You can tell the veterans, the fathers (It's always the fathers. Mothers are usually busy tending to the kids and making dinner so when I do my Christmas shopping for the boys, Toys R Us is filled with a crowd of guys, all of us sharing three things: 1. From our dress we obviously just got off of work. 2. We've been prodded by our beloved partners to go get that whatever instead of heading home to relax. 3. We want to get our present and get out of there as quickly as possible) who have been through this before. We are battle scarred, in our eyes you can see the hard stare of a campaigner who will let nothing and nobody stand between him and the toy that will make his child(ren)s life complete this Christmas.
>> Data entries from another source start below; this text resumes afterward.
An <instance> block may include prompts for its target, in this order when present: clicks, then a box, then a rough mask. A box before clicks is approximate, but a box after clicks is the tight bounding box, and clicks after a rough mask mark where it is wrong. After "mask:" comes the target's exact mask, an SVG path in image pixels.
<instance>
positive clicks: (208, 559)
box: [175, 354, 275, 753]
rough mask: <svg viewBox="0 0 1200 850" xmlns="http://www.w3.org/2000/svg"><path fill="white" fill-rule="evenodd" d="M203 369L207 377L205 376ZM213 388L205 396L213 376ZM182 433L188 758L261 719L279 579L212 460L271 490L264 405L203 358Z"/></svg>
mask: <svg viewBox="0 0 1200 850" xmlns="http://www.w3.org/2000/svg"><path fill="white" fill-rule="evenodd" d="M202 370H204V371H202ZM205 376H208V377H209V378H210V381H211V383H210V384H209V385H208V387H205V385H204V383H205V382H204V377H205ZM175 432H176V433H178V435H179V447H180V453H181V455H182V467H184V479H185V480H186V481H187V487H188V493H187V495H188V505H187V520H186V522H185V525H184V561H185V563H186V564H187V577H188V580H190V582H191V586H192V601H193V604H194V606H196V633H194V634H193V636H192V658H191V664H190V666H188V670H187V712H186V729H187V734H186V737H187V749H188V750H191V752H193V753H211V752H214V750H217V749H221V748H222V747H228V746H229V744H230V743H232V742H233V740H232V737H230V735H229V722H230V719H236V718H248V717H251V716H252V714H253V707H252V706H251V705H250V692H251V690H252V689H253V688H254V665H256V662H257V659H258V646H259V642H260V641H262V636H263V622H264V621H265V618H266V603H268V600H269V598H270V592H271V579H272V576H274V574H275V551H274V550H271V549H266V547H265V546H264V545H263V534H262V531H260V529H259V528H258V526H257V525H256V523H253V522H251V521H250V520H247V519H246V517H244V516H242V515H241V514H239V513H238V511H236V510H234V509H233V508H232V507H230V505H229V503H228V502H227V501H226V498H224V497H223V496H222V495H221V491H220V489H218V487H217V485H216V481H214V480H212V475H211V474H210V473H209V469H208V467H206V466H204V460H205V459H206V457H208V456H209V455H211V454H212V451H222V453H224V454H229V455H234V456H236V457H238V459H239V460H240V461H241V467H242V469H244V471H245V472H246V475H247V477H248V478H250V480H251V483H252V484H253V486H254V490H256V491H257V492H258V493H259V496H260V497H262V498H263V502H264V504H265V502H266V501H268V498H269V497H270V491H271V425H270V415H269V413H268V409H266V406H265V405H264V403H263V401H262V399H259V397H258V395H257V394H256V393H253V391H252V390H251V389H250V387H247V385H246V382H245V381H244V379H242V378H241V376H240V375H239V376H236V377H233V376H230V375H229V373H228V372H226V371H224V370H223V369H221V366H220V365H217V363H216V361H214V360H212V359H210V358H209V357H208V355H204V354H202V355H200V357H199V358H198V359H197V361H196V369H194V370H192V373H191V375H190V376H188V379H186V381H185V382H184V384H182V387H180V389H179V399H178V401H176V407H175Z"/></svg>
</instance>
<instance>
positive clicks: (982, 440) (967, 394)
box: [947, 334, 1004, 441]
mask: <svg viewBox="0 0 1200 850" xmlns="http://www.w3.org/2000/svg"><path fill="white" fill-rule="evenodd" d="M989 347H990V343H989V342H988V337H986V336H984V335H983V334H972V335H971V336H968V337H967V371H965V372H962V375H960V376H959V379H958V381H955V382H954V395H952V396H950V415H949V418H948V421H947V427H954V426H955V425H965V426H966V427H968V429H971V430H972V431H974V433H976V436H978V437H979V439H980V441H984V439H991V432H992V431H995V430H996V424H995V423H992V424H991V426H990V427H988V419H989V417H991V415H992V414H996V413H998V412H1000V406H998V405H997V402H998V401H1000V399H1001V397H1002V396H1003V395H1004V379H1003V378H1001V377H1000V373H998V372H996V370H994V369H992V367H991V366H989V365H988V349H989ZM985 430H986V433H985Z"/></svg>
There's an economy of movement, the hard earned knowledge of knowing where this toy is located in Toys R Us, how to get it and get out with the minimum fuss and God help the fool who gets in their way.
You can also tell the new parents, the ones whom this will be their first battle of the toys, they are the ones who have a worried expression on their faces, the ones who waffle in front of the display, hesitating on which toy is the best one for their child. They read all the labels, agonizing over their choices. They also usually have track-marks down their back from where they were run over by a veteran.
This year was no exception, for me. I knew what I wanted, having the foresight to get Makoto to 'draft' his letter to Santa, which I then stole (I mean the draft, Makoto's actual letter got mailed off) which meant I had a pretty nice list to go off of in terms of toys that they wanted and the ones that they actually asked Santa for (So Santa can come through). I knew where those toys where, how to get to them, and was in and out in less than 30 minutes with a shopping cart full of gifts and stocking stuffers.
The only thing that threw me was Beloved's request at the last minute that I get a pair of boots for Hikaru since I had to find the right size and style.
The second front on the War on Christmas is the yearly battle to get my wife to tell me what she wants for Christmas.
And yes, this IS a battle. Every. Single. Year. Every year I ask to get some ideas and every year it's "I don't know, give me more time." and thus I wait and watch as the calendar advances. I beg, I plead, I threaten to unleash her sons with 2,000 yen (About $20) in a store and let them buy her gift (Hope she likes GoBusters!), I threaten to go to Don Quixote (A Japanese version of Spencer's Gifts) and get her a "Happy Evening" gift pack (I'm sure you can fill in just what might be in that yourself). I withhold Christmas cookies and still I get nothing.
Or coffee. Every year, driven to distraction, she finally announces she just wants coffee beans.
Now the problem with this is that a. Coffee is hardly a present, it's something you get at the grocery store. Also, since she has a mother and sister-in-law who also are demanding gift ideas for her, I tell them coffee. We don't need 10 pounds of it, we don't drink THAT much coffee! So around and around we go with me demanding and Beloved stating coffee till finally she'll come up with something.
A wall heater you say, as I did?
Yes, she wants a wall heater. Why? To make sure that the laundry room doesn't freeze. Of course, we already have one and it's not for her, it's for the house. so, no.
Finally, three days before Christmas, she finally comes up with an idea. I need to take her to the shoe store to get some half boots. Ah, thinks I, not too bad... Until she zeros in on a pair that, yes are beautiful, yes, look good on her, yes, are what she wants, but are also a bit pricey.
But this is what she wants, this or coffee.
I might have won the battle of the toy store but think I lost the war.